Jules hadn’t read the book in question, but from what she’d gathered about it, red roses didn’t feature as prominently as red rooms full of pain. The latter sounded a bit too much like a WI meeting in the village hall’s back room to be escapism. Anyway, roses and moonlit declarations of love only happened in Cassandra Duval novels, didn’t they? Her admirer was probably just embarrassed.

Caspar’s eyes were glittering like the pub’s fairy lights. Turning to Jules, he said excitedly, “You weren’t kidding when you said there were lots of plot lines for me in this village, were you? You have an angel watching over you!”

Jules raised her eyes to the beams.

“You’re a writer?” Kelly couldn’t have looked more thrilled if he’d said he was the new member of One Direction. “Will you put me in a book?”

“If you pop another tot of whisky in that glass, sweetheart, I’ll write a book all about you!” he promised.

This had to be one of the most cringeworthy lines Jules had ever heard. Kelly, however, seemed delighted with this answer; moments later, Caspar’s glass was practically full to the brim. Jules had a sneaking suspicion that Caspar Owen got a lot of drinks this way, which probably helped to account for his writer’s block.

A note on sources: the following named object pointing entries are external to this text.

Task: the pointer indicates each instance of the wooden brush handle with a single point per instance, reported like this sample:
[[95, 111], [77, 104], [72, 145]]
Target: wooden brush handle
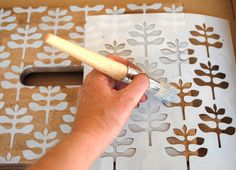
[[103, 64]]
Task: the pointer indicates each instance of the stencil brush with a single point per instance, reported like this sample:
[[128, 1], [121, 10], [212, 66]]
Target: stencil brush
[[109, 67]]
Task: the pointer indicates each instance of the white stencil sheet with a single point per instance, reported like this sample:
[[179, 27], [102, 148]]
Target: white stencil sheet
[[195, 54]]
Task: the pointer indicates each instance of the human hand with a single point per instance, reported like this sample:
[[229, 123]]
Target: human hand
[[105, 104]]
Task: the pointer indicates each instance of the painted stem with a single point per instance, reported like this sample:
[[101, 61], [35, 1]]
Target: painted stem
[[183, 113], [188, 165], [213, 93], [149, 138], [114, 165], [12, 140]]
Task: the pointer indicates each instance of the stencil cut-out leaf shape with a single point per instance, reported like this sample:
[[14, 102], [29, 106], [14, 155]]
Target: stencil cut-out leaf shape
[[197, 141], [135, 34], [155, 33], [229, 130], [120, 46], [174, 140], [215, 36], [157, 41], [227, 120], [178, 132], [205, 117], [166, 60], [172, 151], [162, 127], [150, 27], [199, 27], [133, 42], [192, 132], [125, 53], [136, 128], [167, 52], [68, 118], [108, 46], [139, 27], [171, 44], [138, 118]]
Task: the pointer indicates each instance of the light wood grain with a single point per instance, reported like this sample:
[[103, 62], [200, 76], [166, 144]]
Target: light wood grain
[[103, 64]]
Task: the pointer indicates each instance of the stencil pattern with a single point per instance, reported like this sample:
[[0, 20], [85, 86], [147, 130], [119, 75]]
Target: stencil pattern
[[174, 9], [86, 9], [144, 7], [78, 35], [115, 11], [6, 20], [207, 34], [215, 114], [113, 151], [116, 49], [68, 118], [54, 56], [57, 20], [15, 116], [148, 115], [4, 58], [177, 52], [22, 39], [185, 134], [49, 94], [210, 69], [152, 71], [14, 80], [9, 158], [29, 11], [43, 141], [144, 32], [182, 95]]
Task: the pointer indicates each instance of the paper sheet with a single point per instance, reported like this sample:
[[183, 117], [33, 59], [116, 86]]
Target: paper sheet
[[195, 54]]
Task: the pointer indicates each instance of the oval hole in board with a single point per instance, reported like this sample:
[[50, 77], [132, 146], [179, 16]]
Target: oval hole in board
[[52, 76]]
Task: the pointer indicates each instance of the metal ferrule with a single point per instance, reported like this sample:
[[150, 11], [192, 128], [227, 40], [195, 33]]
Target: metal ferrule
[[131, 73]]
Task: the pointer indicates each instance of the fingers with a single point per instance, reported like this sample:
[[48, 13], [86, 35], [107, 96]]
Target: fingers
[[133, 93]]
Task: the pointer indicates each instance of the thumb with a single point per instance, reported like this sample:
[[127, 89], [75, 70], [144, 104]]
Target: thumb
[[132, 93]]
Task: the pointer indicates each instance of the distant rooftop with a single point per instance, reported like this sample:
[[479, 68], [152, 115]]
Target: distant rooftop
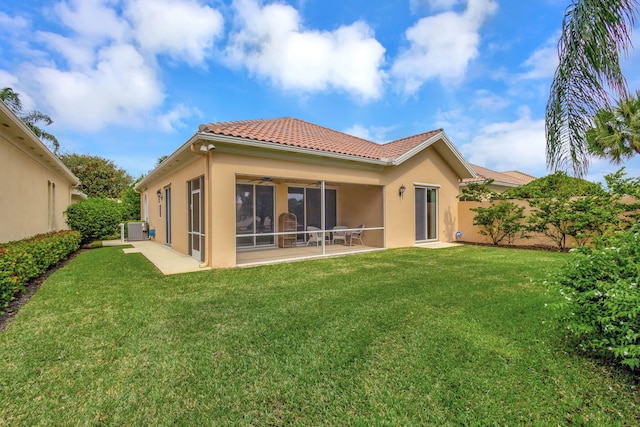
[[514, 178]]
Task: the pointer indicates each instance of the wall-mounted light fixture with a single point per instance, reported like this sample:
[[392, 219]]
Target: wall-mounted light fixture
[[207, 147]]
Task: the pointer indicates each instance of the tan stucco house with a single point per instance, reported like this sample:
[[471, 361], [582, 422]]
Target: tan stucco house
[[37, 187], [282, 189]]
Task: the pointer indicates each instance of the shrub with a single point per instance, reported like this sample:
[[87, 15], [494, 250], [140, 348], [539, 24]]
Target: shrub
[[23, 260], [94, 218], [602, 298], [502, 220]]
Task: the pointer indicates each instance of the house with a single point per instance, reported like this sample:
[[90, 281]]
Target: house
[[501, 180], [256, 189], [37, 188]]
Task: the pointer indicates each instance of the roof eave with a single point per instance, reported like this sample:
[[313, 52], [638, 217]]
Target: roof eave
[[27, 137], [245, 142], [462, 167]]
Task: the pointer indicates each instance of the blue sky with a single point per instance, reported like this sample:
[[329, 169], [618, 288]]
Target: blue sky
[[131, 80]]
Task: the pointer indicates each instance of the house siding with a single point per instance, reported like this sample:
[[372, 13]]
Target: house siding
[[25, 208], [366, 193]]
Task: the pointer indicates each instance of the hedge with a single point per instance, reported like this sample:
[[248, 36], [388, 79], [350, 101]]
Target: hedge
[[23, 260]]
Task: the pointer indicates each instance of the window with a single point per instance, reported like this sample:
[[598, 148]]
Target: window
[[255, 211], [51, 205], [305, 203]]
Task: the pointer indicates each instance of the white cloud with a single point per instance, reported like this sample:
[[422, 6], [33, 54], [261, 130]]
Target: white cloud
[[93, 20], [433, 4], [272, 43], [120, 89], [173, 119], [12, 24], [184, 29], [509, 145], [441, 46], [487, 100], [101, 67]]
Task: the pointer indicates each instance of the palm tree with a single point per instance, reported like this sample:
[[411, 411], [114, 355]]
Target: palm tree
[[29, 118], [615, 133], [594, 32]]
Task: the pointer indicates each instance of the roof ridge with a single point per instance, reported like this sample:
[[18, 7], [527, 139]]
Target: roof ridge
[[415, 136]]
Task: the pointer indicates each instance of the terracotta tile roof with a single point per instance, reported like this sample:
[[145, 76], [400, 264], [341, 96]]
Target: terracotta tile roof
[[511, 177], [526, 178], [397, 148], [301, 134]]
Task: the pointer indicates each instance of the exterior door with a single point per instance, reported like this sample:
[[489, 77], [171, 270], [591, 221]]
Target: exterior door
[[426, 214], [255, 212], [196, 216]]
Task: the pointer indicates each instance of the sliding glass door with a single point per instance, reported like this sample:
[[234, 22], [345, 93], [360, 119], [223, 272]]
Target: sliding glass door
[[306, 204], [426, 214], [254, 215], [195, 189]]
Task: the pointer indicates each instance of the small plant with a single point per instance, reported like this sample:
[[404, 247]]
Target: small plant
[[601, 297], [23, 260], [94, 218]]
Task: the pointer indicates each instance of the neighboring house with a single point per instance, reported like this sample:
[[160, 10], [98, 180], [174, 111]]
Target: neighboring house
[[37, 186], [501, 180], [223, 192]]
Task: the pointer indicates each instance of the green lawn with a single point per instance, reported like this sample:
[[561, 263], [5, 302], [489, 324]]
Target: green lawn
[[456, 336]]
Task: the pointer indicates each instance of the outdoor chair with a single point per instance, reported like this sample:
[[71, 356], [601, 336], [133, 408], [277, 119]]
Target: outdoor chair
[[356, 235], [338, 234]]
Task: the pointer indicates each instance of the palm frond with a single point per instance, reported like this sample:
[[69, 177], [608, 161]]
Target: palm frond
[[594, 34]]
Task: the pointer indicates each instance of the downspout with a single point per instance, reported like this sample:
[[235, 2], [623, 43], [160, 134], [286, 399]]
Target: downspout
[[207, 198]]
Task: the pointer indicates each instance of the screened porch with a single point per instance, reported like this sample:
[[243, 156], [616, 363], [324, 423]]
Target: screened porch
[[279, 219]]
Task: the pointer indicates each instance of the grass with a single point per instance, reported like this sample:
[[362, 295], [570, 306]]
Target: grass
[[456, 336]]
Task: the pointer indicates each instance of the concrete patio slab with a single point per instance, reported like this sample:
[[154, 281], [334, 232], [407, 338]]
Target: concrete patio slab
[[437, 245], [163, 257]]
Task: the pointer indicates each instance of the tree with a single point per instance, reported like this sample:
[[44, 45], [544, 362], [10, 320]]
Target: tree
[[555, 184], [99, 177], [615, 133], [29, 118], [95, 218], [594, 32], [500, 221]]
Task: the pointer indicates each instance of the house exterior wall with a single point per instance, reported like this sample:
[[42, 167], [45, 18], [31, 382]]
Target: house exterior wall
[[34, 195], [156, 215], [224, 168], [427, 167]]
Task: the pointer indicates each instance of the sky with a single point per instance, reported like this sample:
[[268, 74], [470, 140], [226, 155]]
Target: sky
[[131, 80]]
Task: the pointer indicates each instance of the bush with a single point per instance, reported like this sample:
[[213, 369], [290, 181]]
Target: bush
[[23, 260], [602, 297], [95, 218], [501, 220]]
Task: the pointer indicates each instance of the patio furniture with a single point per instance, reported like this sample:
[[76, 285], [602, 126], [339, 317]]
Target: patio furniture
[[338, 235], [287, 222], [356, 235], [315, 236]]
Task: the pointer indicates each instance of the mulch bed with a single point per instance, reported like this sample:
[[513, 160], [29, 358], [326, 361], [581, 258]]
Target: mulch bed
[[30, 289], [530, 247]]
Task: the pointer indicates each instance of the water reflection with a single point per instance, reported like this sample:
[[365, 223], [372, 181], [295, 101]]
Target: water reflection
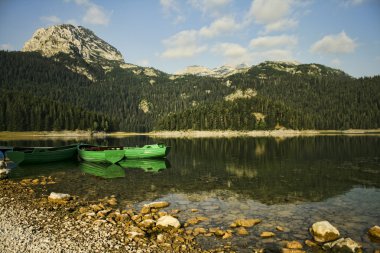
[[286, 182], [263, 169]]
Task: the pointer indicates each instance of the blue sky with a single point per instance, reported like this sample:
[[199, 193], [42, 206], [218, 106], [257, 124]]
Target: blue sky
[[173, 34]]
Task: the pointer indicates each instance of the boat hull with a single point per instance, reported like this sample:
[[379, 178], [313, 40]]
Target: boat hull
[[147, 151], [105, 171], [106, 155], [42, 155], [148, 165]]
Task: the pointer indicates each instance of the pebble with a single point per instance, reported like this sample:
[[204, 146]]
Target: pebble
[[267, 234]]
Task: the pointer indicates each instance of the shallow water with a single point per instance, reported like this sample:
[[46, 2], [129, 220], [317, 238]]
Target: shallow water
[[285, 182]]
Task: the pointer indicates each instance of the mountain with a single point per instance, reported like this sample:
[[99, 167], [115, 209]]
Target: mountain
[[262, 69], [74, 80], [76, 42], [223, 71]]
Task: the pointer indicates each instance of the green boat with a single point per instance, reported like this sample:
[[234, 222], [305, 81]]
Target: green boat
[[102, 170], [91, 153], [148, 165], [24, 155], [147, 151]]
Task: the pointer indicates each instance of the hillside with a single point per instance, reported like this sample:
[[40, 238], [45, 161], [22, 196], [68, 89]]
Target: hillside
[[127, 97]]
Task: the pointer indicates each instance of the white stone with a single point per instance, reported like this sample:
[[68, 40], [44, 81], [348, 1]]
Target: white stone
[[343, 245], [168, 221], [4, 173], [59, 196], [323, 231], [158, 204]]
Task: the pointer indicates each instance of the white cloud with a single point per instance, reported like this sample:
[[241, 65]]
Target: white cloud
[[210, 7], [275, 15], [172, 7], [334, 44], [336, 62], [6, 47], [169, 5], [183, 52], [187, 43], [183, 45], [281, 25], [72, 21], [51, 19], [143, 62], [274, 41], [220, 26], [353, 2], [94, 14], [231, 50], [269, 11]]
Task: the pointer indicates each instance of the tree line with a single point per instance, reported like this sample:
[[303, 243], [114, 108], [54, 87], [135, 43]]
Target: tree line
[[39, 93]]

With the glass safely in his hand and Kelly assured of her impending immortality in a work of great literature, Caspar strode across the bar and sat back down opposite Jules.

“A toast is called for!”

An escape was called for, Jules thought darkly, but to humour him she raised her empty glass and pasted on her best polite-vicar expression. Caspar was as nutty as the WI fruit cake, which meant that he was bound to fit into Polwenna Bay beautifully.

“What are we toasting?” she asked. “Writing books? Muses?”

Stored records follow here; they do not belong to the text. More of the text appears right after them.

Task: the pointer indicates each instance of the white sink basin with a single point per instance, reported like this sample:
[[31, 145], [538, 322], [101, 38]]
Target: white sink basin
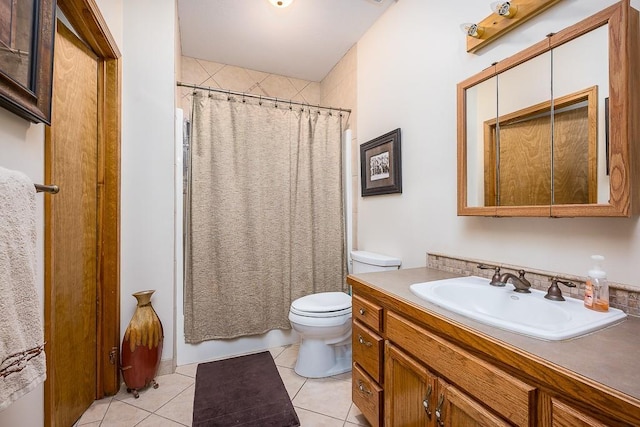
[[527, 314]]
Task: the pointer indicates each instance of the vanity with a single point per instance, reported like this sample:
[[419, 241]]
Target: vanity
[[417, 364]]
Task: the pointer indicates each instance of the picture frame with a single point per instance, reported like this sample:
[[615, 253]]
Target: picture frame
[[381, 165], [26, 58]]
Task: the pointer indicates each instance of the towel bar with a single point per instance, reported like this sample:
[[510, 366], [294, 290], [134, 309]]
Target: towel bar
[[52, 189]]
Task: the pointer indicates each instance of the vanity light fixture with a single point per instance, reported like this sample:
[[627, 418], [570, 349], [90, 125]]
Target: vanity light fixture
[[472, 30], [281, 3], [504, 8], [505, 16]]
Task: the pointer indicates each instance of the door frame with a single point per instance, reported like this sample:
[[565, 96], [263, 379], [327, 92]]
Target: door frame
[[87, 21]]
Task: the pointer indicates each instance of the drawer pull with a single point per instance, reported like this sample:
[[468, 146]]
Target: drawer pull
[[439, 411], [363, 342], [363, 389], [425, 402]]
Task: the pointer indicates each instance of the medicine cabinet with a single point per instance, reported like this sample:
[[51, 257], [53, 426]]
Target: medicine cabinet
[[552, 130]]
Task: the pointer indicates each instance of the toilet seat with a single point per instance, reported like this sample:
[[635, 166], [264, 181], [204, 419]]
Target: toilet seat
[[323, 304]]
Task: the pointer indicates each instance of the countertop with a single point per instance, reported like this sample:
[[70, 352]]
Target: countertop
[[609, 356]]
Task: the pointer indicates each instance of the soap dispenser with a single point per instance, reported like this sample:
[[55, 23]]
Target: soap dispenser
[[596, 294]]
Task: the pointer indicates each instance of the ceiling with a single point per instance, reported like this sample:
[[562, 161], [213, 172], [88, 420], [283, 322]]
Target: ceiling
[[305, 40]]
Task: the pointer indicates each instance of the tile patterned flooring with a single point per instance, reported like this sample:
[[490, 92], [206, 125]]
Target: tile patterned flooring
[[324, 402]]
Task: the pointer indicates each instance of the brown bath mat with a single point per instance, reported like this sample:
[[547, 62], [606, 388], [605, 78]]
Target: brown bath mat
[[242, 391]]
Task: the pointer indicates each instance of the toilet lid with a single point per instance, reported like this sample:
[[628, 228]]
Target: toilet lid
[[324, 302]]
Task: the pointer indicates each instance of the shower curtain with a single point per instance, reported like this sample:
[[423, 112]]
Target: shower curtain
[[266, 214]]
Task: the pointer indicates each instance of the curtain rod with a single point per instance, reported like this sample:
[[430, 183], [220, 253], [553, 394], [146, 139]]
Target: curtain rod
[[267, 98]]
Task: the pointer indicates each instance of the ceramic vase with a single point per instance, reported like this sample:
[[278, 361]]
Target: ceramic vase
[[142, 345]]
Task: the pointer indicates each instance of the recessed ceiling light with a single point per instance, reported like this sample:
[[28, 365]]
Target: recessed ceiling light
[[281, 3]]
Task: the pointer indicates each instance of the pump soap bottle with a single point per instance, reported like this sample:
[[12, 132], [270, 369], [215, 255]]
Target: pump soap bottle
[[596, 294]]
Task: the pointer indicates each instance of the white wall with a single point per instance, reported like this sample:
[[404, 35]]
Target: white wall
[[408, 66], [22, 148], [147, 195]]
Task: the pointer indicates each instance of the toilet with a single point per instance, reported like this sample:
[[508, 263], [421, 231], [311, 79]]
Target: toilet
[[323, 321]]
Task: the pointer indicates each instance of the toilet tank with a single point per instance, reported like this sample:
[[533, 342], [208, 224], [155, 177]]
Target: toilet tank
[[365, 262]]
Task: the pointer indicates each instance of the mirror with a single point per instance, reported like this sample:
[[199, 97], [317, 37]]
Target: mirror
[[534, 135], [590, 162]]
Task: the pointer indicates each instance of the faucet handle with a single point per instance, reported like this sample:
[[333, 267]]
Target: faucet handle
[[554, 293], [495, 279], [521, 274]]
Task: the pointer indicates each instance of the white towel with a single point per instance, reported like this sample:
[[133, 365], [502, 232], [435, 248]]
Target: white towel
[[22, 359]]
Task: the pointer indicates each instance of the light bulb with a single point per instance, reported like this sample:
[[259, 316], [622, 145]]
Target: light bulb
[[281, 3], [472, 30], [504, 8]]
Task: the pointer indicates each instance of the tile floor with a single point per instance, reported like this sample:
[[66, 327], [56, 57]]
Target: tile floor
[[324, 402]]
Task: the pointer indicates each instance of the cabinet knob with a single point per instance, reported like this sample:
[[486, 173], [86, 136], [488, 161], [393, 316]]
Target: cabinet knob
[[363, 389], [439, 411], [363, 342]]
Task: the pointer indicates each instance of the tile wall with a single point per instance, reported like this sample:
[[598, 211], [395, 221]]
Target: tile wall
[[338, 89]]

“We’ll toast writing books,” he nodded, his glass glittering in the firelight, “and muses and vicars too. But most of all, let’s drink to a new and exciting mystery. Raise your glass, Jules! To my book, my new muse and an exciting new enigma. To the Polwenna Bay Angel, whoever he or she may be!”

 

Chapter 9

Jules didn’t have time to dwell on the identity of her mysterious lunch-buying angel or Caspar Owen and his writer’s block. She was too busy poring over the church’s tangled finances. She’d fallen into bed late the previous night, her eyes gritty and her head spinning from hours of trying to make sense of numbers that flatly refused to add up. She was still trying to work them out the next day.

“It’s not your maths, Jules,” Richard Penwarren said when, driven to despair, she swung by the surgery to ask him for help in his capacity as the PCC treasurer. Her desperation was clear – not many people would willingly brave the waiting room and its battalion of germs – and he’d instantly sacrificed one of his rare afternoon breaks to scrutinise St Wenn’s books. “Trust me. These figures really don’t add up.”

“Nice to know I’m not going mad,” Jules said. She certainly felt like it. The only positive was that at least her mathematical troubles took her mind off Danny.

Richard slid his glasses off and ground his knuckles into his eyes. Then he replaced them and peered blearily at the printed spreadsheets.

“You’re certainly not going mad, but somebody somewhere is behaving very strangely. See all these deposits I’ve highlighted?”

She nodded. “They’re the same ones I can’t make sense of. I’ve been through the paying-in book a thousand times and there’s no record of any member of the PCC paying them in.”

“Which means that somebody else is paying money into the church account,” Richard concluded.

Jules was puzzled. “Why would anyone do that? All they have to do is come and see me or put it into the collection.”